Suas conquistas mais representativas no triathlon foram na categoria de 55 a 59 anos

Já a prática da corrida e do ciclismo transcorre com mais tranquilidade pelas ruas de Marabá, normalmente em horários em que o trânsito caótico dá uma trégua.

E para se preparar da melhor maneira para as competições, Elitelma eventualmente se aventura em horários diferentes do dia, principalmente aqueles com o sol já alto no céu. A tática é necessária para que ela se acostume às mesmas condições que irá enfrentar em um campeonato.

Diante de tamanho esforço, os bons resultados alcançados por Elitelma não são uma surpresa.

Em 2022, ela foi campeã brasileira de triathlon ‘sprint’, na categoria de 55 a 59 anos.
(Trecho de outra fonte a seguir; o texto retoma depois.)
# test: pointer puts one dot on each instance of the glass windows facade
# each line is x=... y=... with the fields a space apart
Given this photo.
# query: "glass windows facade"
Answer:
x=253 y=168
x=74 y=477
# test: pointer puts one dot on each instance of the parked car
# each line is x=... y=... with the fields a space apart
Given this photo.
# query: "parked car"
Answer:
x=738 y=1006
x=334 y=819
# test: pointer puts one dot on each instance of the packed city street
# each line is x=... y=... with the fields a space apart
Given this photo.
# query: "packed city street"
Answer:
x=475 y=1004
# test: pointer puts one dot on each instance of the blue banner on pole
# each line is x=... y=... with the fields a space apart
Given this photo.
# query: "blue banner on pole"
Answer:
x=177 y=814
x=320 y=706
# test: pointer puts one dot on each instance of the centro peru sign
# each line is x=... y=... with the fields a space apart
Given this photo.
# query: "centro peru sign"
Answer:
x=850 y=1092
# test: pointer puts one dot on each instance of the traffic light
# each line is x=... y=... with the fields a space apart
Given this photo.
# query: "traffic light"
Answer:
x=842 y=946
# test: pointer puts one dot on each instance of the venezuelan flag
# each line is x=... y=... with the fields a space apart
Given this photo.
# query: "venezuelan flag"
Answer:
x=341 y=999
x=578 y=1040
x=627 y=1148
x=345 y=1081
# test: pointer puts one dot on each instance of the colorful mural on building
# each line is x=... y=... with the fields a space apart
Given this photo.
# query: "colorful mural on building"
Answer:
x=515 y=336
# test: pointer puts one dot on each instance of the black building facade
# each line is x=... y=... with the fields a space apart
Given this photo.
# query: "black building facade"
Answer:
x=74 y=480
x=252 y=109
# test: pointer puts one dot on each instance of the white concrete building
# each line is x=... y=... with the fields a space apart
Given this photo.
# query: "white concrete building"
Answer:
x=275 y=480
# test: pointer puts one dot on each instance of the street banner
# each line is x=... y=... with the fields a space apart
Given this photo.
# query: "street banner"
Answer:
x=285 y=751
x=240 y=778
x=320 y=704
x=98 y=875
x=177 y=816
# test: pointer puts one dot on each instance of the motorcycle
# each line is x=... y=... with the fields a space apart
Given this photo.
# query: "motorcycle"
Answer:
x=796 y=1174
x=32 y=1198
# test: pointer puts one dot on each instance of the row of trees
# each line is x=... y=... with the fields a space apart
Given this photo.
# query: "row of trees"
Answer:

A prova aconteceu em Maceió (AL) foi classificatória para o mundial, disputado em Hamburgo na Alemanha, em 2023. Na competição internacional Elitelma foi a triatleta sul-americana mais bem classificada.

Diante de tamanha demonstração de garra e determinação feminina, é impossível não se render à essa potência empoderadora que é Elitelma Mattos.

“O esporte mostra que nós somos fortes, que somos capazes, inteligentes e que nós conseguimos o que quisermos. A gente pode tudo, somos mais fortes juntas”, vibra a triatleta multicampeã.